Anchored OMR determines whether labeled checkboxes are checked or not and outputs the label as its result.
This is a data extraction method used to determine check states of checkboxes on documents. OMR (or Optical Mark Recognition) is used to determine whether a box next to a text label (or “anchor”) is checked or unchecked.
A simple example would be a document asking a question and giving two boxes to check “Yes” or “No.” For example, see the portion of the document below asking if the applicant is a U.S. Citizen. “Yes” or “No” would be the labels. Either “Yes” or “No” would be the field's final result, depending on which box is checked. In this case, "Yes".
|⚠||In version 2.90, this extractor was re-named Labeled OMR. It's configuration and functionality is similar to Anchored OMR. Visit the Labeled OMR article for information on this feature in version 2.90.|
Prior to 2.80, this capability was available by setting up a Data Element Profile in a Content Type object. The Anchored OMR extractor provides a simpler setup, without having to draw out individual zones around the check-boxes, and without having to explicitly train the content type with at least one document example of the document first. That, in turn, means this method can extract data across multiple Content Types without being explicitly required to configure OMR extraction logic for each.
Any document using check-boxes can take advantage of this functionality. There is a wide variety of use cases, including application forms, surveys, and questionnaires.
How To: Configure the extractor
Before you begin
Anchored OMR is an extraction method to populate Data Fields or Data Columns in a Data Model. As such, you will need to create a Content Model with a Data Model with a Data Field or Data Column data element.
The anchor label is found using a data extractor. In order to find a value, you will need OCR text or extracted native text from a PDF. To do this, run your document through the Recognize activity.
Critical to this extraction method, Grooper must know where checkboxes are on the page and whether or not they are checked. To do this, run a Box Detection command on an IP Profile during a Recognize or Image Processing activity. These activities must be run on the Page level.
Set the Value Extractor to Anchored OMR
Navigate to the Data Field or Data Column you wish to populate in your Data Model. Select the "Value Extractor" property. From the dropdown list, choose "Anchored Extract".
Set the Label Extractor
1. Expand Anchored OMR's properties by double clicking "Value Extractor".
2. Select the "Label Extractor" property. The value(s) this extractor returns will be the label(s) by checkboxes on the page.
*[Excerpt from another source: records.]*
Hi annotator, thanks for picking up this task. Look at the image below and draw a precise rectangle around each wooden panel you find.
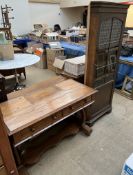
[29,0,60,4]
[0,79,96,135]
[0,166,7,175]
[85,1,128,120]
[0,111,18,175]
[60,0,90,8]
[13,97,92,144]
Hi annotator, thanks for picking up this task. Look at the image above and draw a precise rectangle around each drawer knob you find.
[53,115,57,119]
[30,128,36,132]
[10,170,15,175]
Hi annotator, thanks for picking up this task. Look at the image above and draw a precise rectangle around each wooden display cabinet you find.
[85,2,128,123]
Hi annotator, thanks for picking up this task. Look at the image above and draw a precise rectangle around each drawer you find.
[63,97,87,116]
[0,166,7,175]
[13,116,53,144]
[52,111,64,123]
[0,155,3,167]
[70,100,85,112]
[84,96,92,105]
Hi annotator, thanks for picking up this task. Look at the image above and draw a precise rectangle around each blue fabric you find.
[60,41,86,57]
[13,38,32,47]
[115,56,133,88]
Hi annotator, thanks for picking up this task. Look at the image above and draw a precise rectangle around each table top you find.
[0,77,96,135]
[0,53,40,70]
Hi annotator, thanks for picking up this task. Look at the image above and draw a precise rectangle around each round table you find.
[0,54,40,90]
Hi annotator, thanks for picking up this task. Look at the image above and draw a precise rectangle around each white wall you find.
[0,0,32,35]
[29,3,83,29]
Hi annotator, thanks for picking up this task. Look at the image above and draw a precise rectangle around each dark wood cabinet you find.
[0,111,19,175]
[85,2,128,122]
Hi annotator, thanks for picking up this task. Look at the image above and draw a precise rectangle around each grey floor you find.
[14,67,133,175]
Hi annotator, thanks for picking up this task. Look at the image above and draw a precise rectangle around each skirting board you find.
[29,0,60,4]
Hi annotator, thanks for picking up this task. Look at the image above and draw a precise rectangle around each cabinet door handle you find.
[30,128,36,132]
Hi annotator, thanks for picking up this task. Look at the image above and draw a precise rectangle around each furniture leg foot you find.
[14,83,26,91]
[81,123,92,136]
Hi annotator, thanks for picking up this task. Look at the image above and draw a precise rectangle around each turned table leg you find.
[81,109,92,136]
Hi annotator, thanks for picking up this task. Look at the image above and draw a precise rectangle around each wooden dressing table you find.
[0,76,97,175]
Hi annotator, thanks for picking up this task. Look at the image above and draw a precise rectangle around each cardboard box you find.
[0,41,14,61]
[46,48,64,71]
[64,55,85,76]
[121,154,133,175]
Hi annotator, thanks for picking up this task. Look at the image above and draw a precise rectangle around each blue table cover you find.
[115,56,133,88]
[13,38,32,47]
[60,41,86,57]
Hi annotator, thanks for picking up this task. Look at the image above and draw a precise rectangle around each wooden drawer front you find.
[71,100,85,112]
[0,155,3,167]
[0,166,7,175]
[13,97,91,145]
[52,111,64,123]
[13,116,53,144]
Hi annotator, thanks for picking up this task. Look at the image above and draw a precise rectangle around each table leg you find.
[81,109,92,136]
[14,69,25,91]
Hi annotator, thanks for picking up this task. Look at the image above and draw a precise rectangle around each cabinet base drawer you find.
[13,97,92,147]
[0,155,3,167]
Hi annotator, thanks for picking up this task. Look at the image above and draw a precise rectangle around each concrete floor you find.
[15,67,133,175]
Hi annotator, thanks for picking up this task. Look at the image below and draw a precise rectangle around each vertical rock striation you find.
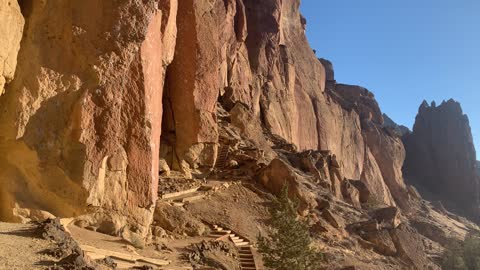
[403,100,480,215]
[0,0,25,96]
[0,0,416,233]
[0,0,177,234]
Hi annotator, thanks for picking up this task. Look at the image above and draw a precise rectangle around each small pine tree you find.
[442,234,480,270]
[258,186,323,270]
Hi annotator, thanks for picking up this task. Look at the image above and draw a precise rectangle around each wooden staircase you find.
[210,225,257,270]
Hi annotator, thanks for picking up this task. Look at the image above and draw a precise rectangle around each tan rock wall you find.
[0,0,25,95]
[0,0,177,233]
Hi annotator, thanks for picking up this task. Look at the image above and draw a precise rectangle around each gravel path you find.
[0,222,54,270]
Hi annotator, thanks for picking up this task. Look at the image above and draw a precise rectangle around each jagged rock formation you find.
[383,114,411,137]
[0,0,416,232]
[403,100,480,216]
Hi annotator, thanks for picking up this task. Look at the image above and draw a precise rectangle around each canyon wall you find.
[403,100,480,218]
[0,0,416,233]
[0,0,177,234]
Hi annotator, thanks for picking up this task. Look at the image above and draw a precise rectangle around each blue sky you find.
[301,0,480,157]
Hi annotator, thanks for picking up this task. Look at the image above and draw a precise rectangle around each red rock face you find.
[0,0,177,233]
[0,0,408,230]
[404,100,479,214]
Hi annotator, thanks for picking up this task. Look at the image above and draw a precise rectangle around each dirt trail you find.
[0,222,55,270]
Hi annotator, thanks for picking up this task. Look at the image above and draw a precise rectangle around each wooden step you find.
[160,186,200,200]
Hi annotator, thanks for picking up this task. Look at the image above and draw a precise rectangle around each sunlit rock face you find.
[0,0,25,96]
[404,100,479,215]
[0,0,409,233]
[0,0,177,233]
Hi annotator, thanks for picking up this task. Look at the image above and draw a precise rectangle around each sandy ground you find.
[68,225,212,270]
[0,222,55,270]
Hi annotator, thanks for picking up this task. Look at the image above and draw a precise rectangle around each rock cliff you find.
[0,0,177,234]
[0,0,479,269]
[403,100,480,216]
[0,0,409,231]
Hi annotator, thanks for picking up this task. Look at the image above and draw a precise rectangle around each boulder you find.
[360,230,397,256]
[390,224,439,270]
[153,202,206,237]
[371,207,402,228]
[258,158,317,214]
[348,180,372,203]
[341,179,362,208]
[321,209,345,229]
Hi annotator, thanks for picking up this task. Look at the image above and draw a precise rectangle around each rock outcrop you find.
[383,114,411,137]
[0,0,408,232]
[0,0,25,96]
[0,0,177,234]
[403,100,480,215]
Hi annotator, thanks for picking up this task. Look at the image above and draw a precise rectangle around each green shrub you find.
[258,187,323,270]
[442,234,480,270]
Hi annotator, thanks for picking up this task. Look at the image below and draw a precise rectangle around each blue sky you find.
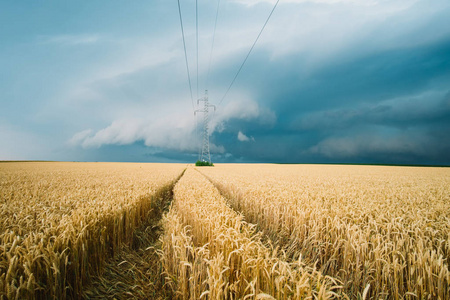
[0,0,450,164]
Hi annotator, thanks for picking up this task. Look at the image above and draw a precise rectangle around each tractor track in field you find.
[196,169,300,262]
[81,169,186,299]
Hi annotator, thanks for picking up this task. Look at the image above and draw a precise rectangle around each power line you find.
[217,0,280,106]
[206,0,220,89]
[178,0,198,110]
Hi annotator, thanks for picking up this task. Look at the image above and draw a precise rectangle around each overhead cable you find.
[217,0,280,106]
[178,0,198,111]
[206,0,220,89]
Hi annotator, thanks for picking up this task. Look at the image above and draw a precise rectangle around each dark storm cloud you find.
[0,0,450,164]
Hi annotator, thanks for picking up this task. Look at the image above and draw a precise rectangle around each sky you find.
[0,0,450,165]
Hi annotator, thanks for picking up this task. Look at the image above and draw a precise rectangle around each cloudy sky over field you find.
[0,0,450,164]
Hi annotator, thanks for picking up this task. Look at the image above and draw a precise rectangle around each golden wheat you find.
[200,165,450,299]
[162,168,338,299]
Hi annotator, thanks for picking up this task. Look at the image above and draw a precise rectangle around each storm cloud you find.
[0,0,450,165]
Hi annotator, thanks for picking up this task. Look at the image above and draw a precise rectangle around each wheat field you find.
[0,162,450,299]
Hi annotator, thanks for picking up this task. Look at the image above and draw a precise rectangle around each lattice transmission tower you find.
[194,90,216,163]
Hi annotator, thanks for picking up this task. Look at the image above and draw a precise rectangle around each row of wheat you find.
[161,168,339,299]
[201,165,450,299]
[0,163,184,299]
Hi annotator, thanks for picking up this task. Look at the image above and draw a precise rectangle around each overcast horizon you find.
[0,0,450,165]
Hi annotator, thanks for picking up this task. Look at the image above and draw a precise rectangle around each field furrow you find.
[0,163,184,299]
[201,165,450,299]
[162,168,338,299]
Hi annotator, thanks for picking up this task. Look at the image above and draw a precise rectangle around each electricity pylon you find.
[194,90,216,163]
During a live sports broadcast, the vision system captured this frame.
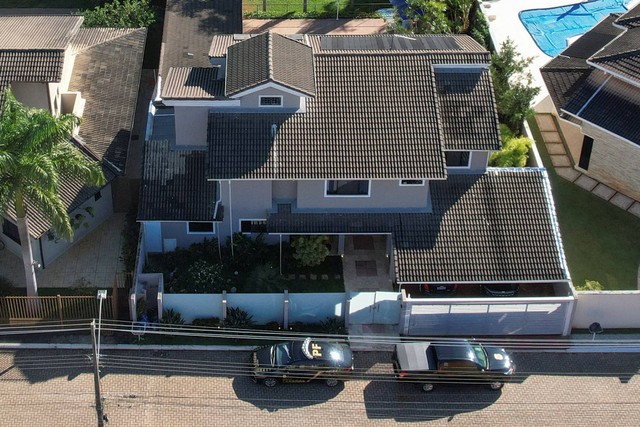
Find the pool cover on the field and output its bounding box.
[520,0,630,56]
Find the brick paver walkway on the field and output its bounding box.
[536,113,640,217]
[0,350,640,427]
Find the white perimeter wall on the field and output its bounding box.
[572,291,640,330]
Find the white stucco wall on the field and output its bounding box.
[573,291,640,332]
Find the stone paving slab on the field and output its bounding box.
[540,131,562,144]
[592,183,616,200]
[575,175,598,191]
[550,155,571,167]
[609,193,633,210]
[627,202,640,218]
[545,143,567,155]
[555,168,582,182]
[536,114,556,132]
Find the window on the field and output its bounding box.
[2,218,20,244]
[326,180,369,196]
[444,151,471,168]
[187,222,213,234]
[578,135,593,170]
[240,219,267,234]
[260,96,282,107]
[400,179,424,186]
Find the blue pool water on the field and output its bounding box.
[520,0,630,56]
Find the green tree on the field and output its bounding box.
[80,0,156,28]
[491,39,540,135]
[489,137,532,168]
[395,0,451,34]
[291,236,329,267]
[0,90,105,296]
The Label Extractor can be set to "Text Pattern" to write a regular expression local to the Data Field or "Reference" to point to the results of a Data Extractor elsewhere in the Node Tree.
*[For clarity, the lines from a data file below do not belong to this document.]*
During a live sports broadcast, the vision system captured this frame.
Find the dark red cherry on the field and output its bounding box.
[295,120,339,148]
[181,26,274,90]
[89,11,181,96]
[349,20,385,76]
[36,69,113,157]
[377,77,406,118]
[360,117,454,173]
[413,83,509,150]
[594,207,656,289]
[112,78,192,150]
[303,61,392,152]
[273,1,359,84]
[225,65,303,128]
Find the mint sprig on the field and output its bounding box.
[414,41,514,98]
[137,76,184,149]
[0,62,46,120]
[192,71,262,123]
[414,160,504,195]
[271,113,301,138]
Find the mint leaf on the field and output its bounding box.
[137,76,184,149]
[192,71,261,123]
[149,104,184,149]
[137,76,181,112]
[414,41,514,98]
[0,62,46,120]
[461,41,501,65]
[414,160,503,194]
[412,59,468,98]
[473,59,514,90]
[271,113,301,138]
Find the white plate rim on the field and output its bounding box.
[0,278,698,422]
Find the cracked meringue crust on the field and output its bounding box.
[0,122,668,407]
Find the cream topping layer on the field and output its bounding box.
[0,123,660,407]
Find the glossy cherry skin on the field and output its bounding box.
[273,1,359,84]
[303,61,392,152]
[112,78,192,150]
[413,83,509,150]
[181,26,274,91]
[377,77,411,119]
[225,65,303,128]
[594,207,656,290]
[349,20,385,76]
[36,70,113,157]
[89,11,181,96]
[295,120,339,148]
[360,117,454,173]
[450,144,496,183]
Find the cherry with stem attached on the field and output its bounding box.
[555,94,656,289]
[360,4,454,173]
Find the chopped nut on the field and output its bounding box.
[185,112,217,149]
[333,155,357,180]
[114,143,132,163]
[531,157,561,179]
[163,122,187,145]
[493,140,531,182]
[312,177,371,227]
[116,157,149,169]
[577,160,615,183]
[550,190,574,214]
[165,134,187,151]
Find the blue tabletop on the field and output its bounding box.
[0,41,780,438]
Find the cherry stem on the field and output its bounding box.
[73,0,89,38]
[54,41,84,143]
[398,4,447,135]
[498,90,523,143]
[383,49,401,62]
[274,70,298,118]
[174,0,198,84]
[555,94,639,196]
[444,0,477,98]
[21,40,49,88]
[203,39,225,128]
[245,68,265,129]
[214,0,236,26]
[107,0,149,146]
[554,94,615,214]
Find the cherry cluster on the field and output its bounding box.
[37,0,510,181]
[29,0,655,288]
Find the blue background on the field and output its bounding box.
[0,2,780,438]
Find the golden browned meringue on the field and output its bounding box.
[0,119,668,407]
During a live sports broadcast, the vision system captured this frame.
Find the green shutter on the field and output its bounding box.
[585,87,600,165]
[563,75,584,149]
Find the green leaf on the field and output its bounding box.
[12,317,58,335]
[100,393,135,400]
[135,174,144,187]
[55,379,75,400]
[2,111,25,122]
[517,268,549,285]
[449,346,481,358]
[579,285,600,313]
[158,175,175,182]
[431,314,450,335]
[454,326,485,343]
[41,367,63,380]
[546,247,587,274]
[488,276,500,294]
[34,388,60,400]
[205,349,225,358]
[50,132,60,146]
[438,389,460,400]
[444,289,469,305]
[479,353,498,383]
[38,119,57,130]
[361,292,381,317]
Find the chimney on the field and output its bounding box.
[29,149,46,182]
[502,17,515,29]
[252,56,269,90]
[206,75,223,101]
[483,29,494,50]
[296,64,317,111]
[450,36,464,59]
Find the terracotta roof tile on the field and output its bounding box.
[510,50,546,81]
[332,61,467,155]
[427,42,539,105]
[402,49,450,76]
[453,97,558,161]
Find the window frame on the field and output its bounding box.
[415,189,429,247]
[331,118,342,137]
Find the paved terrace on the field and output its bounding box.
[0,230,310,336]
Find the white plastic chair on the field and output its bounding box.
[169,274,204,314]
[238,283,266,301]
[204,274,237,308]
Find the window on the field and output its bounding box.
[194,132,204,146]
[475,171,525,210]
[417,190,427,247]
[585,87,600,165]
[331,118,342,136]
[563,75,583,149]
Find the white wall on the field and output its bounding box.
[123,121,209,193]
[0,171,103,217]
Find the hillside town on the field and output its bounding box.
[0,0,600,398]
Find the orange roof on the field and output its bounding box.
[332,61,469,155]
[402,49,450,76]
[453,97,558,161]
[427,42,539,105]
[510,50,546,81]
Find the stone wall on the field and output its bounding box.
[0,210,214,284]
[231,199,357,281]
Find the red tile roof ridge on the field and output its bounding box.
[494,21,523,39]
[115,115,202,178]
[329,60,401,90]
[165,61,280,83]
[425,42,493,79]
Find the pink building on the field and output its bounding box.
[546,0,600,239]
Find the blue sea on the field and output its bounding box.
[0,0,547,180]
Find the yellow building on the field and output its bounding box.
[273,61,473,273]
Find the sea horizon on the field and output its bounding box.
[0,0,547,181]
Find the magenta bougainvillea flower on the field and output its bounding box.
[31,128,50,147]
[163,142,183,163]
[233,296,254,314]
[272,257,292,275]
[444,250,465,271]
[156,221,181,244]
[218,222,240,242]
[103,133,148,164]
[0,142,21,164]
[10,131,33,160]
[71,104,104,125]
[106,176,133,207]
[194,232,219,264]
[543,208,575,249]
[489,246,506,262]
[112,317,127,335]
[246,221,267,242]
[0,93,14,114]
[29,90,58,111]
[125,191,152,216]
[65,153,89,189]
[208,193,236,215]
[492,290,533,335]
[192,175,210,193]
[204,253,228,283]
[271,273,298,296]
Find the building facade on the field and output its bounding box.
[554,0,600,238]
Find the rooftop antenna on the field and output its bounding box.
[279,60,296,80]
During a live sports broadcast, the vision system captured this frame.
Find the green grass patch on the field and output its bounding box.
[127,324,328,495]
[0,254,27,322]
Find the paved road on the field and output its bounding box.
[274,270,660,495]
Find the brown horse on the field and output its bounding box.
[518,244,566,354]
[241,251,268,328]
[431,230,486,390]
2a. Choose "Text Pattern" to use the Pattern Editor to construct a simple extractor local to the data element. Select the ellipsis button at the end of the "Pattern" property to bring up the Pattern Editor.
2b. Or, you may use a Data Type or Field Class extractor in the Node Tree by choosing "Reference". Selecting the "Extractor" property, use the dropdown menu to point to the extractor's location in the Node Tree.
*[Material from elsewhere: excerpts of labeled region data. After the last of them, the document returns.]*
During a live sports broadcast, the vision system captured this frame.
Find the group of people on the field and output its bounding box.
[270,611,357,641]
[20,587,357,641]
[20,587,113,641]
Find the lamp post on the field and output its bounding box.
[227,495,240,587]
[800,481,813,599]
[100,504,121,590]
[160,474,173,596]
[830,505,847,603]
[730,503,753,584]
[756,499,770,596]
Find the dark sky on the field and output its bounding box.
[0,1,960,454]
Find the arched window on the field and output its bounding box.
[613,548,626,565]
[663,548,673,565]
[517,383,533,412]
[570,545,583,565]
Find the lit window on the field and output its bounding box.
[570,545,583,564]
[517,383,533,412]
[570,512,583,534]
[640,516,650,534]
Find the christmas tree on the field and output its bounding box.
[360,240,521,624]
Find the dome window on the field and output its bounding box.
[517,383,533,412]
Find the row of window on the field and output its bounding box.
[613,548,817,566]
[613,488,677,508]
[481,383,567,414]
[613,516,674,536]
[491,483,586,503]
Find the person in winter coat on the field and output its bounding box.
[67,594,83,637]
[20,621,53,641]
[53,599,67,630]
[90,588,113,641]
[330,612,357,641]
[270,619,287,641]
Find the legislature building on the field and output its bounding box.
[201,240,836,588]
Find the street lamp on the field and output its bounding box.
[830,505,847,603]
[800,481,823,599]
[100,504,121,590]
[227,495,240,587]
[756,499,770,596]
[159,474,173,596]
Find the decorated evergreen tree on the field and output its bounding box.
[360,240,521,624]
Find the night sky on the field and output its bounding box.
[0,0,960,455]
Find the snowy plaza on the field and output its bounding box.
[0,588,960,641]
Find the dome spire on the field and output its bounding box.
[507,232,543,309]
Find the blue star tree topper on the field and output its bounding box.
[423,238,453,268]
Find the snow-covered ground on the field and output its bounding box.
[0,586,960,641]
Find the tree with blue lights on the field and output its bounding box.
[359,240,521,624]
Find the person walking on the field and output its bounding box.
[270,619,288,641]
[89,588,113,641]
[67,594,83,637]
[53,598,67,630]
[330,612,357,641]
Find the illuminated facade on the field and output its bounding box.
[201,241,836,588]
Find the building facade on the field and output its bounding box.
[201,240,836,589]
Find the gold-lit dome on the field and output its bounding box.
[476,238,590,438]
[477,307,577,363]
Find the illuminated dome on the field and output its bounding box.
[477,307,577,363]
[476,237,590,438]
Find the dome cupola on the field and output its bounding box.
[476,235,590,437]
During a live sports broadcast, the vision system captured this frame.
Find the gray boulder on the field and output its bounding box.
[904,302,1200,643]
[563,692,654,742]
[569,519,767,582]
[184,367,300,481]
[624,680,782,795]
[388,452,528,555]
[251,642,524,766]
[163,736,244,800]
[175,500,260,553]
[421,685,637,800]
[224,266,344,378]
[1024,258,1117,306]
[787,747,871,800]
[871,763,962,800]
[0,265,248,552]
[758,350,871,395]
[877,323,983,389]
Commonly, whether in a Text Pattern or a referenced extractor, the regex pattern is set to a list of checkbox labels on the document, separated by a vertical bar character (“|”). If you had two options, "yes" or "no", the regex pattern could simply be "yes|no". The example below is a form asking citizenship status. In the Value Pattern editor, "yes|no" is set as the regex pattern, and a look ahead pattern is set to limit the number of results to just the "yes" and "no" near the "U.S. Citizen" label.
Configure the checkbox's location
1. Edit the "Box Location" property depending on where the checkboxes are in relation to the labels, either to the West, East, North or South of the labels. Multiple options may be selected if checkboxes appear next to labels in more than one cardinal direction. For example, if the checkbox is to the left of a label, you will select "West"
2. Set the maximum space allowable between checkboxes and labels by adjusting the "Max Distance" property. Setting this property can prevent Grooper from looking at a checkbox further away from the label, giving a false positive result.
Set the extraction mode
The "Mode" property is determined by how checkboxes are used on a document. On some documents, checkboxes are used to select one choice out of a list. On others, checkboxes are used to select multiple choices from a list. On still others, it really only matters if the box is checked or not (such as "Yes/No" or "True/False" type responses).
The different extraction modes correspond to how checkboxes are used on the document in hand. The "Mode" can be CheckOne, CheckMulti, or Boolean.
Use "CheckOne" in situations where there are multiple checkboxes, but only one can be checked. The output will be the single label checked.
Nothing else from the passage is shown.